É tempo de dissipar as névoas da ignorância deliberada e confrontar a contabilidade moral da nação. A narrativa de que o Rendimento Social de Inserção (RSI) financia uma vida de ócio luxuoso em esplanadas é uma falácia económica, destilada pela retórica da direita portuguesa para desviar o olhar do verdadeiro balanço social. Tal invenção não é apenas desonesta; é um insulto ao raciocínio lógico e à prudência que se exige no debate público.
O RSI, com a sua matemática austera, é a última linha de liquidez social, um gesto de sobriedade financeira perante a extrema carência. Não é um salário, nem um dividendo de prosperidade, mas antes uma injecção de capital mínimo para a sobrevivência, destinada a quem já esgotou todos os recursos próprios. A sua natureza bifacetada — prestação em numerário e contrato de inserção — espelha o princípio aristotélico de que a verdadeira ajuda visa a autonomia, e não a dependência perpétua. O objectivo não é meramente transferir fundos, mas sim reintroduzir o indivíduo no ciclo económico activo.
Que verdade revelam os registos desta prestação?
O valor de referência para 2025 - 242,23€ - é o fundamento contabilístico da mentira desmascarada. Este montante, miserável na sua frugalidade, mal chega à linha de crédito da subsistência. A fórmula de cálculo é de uma transparência gélida, baseada numa proporção geométrica da carência: 100% para o titular (€ 242,23), 70% para o adulto adicional (€ 169,56) e 50% para cada menor (€ 121,12).
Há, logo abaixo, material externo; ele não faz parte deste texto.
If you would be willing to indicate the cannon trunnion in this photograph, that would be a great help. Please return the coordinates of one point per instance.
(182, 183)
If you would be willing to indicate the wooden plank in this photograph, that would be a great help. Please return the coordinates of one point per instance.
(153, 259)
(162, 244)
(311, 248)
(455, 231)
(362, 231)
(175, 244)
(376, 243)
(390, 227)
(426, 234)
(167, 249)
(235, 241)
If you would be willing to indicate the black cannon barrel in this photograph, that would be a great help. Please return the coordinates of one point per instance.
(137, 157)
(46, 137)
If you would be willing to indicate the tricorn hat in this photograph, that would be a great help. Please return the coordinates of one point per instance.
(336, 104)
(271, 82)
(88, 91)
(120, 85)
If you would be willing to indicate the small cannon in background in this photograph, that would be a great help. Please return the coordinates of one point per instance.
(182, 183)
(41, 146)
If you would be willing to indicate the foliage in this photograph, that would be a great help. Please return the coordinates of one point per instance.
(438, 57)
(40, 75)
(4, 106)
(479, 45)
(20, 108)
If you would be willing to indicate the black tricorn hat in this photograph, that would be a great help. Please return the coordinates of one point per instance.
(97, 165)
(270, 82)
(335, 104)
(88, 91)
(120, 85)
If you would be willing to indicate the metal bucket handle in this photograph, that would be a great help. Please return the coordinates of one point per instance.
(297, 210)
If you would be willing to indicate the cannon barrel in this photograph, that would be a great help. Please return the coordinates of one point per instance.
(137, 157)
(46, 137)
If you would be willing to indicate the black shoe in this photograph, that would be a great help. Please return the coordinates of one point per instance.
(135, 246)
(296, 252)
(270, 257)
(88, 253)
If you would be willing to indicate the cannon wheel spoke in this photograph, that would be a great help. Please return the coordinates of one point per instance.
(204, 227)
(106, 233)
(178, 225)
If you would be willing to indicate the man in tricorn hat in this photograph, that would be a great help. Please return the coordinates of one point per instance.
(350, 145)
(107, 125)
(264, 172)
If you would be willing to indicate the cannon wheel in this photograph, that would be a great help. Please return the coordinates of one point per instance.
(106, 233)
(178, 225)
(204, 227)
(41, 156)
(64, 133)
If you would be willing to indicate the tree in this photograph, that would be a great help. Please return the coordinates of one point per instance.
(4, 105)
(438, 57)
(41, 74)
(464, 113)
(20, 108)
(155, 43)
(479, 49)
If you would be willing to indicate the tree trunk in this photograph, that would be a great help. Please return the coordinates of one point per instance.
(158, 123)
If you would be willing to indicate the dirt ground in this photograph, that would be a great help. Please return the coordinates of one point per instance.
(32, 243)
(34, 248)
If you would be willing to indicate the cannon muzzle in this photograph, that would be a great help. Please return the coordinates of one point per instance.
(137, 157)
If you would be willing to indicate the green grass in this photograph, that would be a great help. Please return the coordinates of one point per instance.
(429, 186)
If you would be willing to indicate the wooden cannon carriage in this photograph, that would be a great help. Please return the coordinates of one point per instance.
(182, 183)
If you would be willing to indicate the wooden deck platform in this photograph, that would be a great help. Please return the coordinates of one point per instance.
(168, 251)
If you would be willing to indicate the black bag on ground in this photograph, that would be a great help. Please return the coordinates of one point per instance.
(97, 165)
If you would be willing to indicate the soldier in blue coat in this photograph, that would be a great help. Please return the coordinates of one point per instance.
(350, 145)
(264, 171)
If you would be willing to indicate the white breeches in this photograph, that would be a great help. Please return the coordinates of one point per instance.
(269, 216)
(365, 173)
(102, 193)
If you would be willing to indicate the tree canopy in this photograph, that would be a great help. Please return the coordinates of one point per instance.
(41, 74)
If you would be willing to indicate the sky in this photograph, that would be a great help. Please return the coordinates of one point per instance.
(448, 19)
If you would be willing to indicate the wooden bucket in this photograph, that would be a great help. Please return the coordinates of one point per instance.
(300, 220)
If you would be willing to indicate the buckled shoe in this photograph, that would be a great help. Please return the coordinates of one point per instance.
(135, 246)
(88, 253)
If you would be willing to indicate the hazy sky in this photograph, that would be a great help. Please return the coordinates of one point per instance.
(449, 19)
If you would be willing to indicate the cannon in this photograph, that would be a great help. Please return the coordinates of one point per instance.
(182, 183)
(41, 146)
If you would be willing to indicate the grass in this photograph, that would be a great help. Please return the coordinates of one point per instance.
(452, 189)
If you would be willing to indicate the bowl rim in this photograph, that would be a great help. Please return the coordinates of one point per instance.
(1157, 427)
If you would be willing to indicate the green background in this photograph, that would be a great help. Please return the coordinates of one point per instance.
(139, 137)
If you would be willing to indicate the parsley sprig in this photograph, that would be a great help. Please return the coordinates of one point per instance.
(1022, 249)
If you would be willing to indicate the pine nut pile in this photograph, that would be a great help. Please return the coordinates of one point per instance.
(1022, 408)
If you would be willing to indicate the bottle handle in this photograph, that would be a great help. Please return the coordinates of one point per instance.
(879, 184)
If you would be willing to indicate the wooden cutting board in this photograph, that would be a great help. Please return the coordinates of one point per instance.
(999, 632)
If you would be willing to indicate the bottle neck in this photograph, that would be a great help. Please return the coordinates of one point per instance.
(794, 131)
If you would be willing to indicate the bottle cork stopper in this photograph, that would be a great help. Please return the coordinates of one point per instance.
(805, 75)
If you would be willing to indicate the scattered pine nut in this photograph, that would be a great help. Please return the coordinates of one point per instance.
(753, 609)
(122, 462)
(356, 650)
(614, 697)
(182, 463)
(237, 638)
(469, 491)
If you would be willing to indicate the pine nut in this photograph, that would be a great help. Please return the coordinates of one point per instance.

Pense-se numa família tipo: dois adultos e duas crianças. O seu "capital" de referência ascende a uns escassos € 654,03. O valor final, sublinhe-se, é sempre a diferença entre este teto e os rendimentos já existentes. O RSI é, pois, o ajustamento final para fechar o défice orçamental da fome — um subsídio que complementa a miséria, mas nunca a substitui. É, na sua essência, um cálculo de sobrevivência que sublinha a fragilidade dos seus beneficiários.
É inaceitável que se utilize a fraqueza alheia como arma política. Esta retórica populista da direita, que distorce a verdade factual e financeira do apoio social, é um acto de profunda má-fé e um sintoma de falha cívica. Revela uma mente que se recusa a ascender à forma ideal da justiça distributiva, preferindo o cálculo egoísta.
O RSI não é um fundo de investimento, mas sim a última migalha de pão que a sociedade oferece. É um imperativo de equilíbrio social e de integração que, segundo a ética estóica, devemos aceitar como uma das responsabilidades inalienáveis da comunidade. O desejo que se formula, com a serenidade do sábio, é que aqueles que tão amargamente criticam esta parca ajuda nunca venham a conhecer a contabilidade da necessidade extrema que a justifica. Expor esta verdade é um exercício de clareza lúcida e de honestidade intelectual.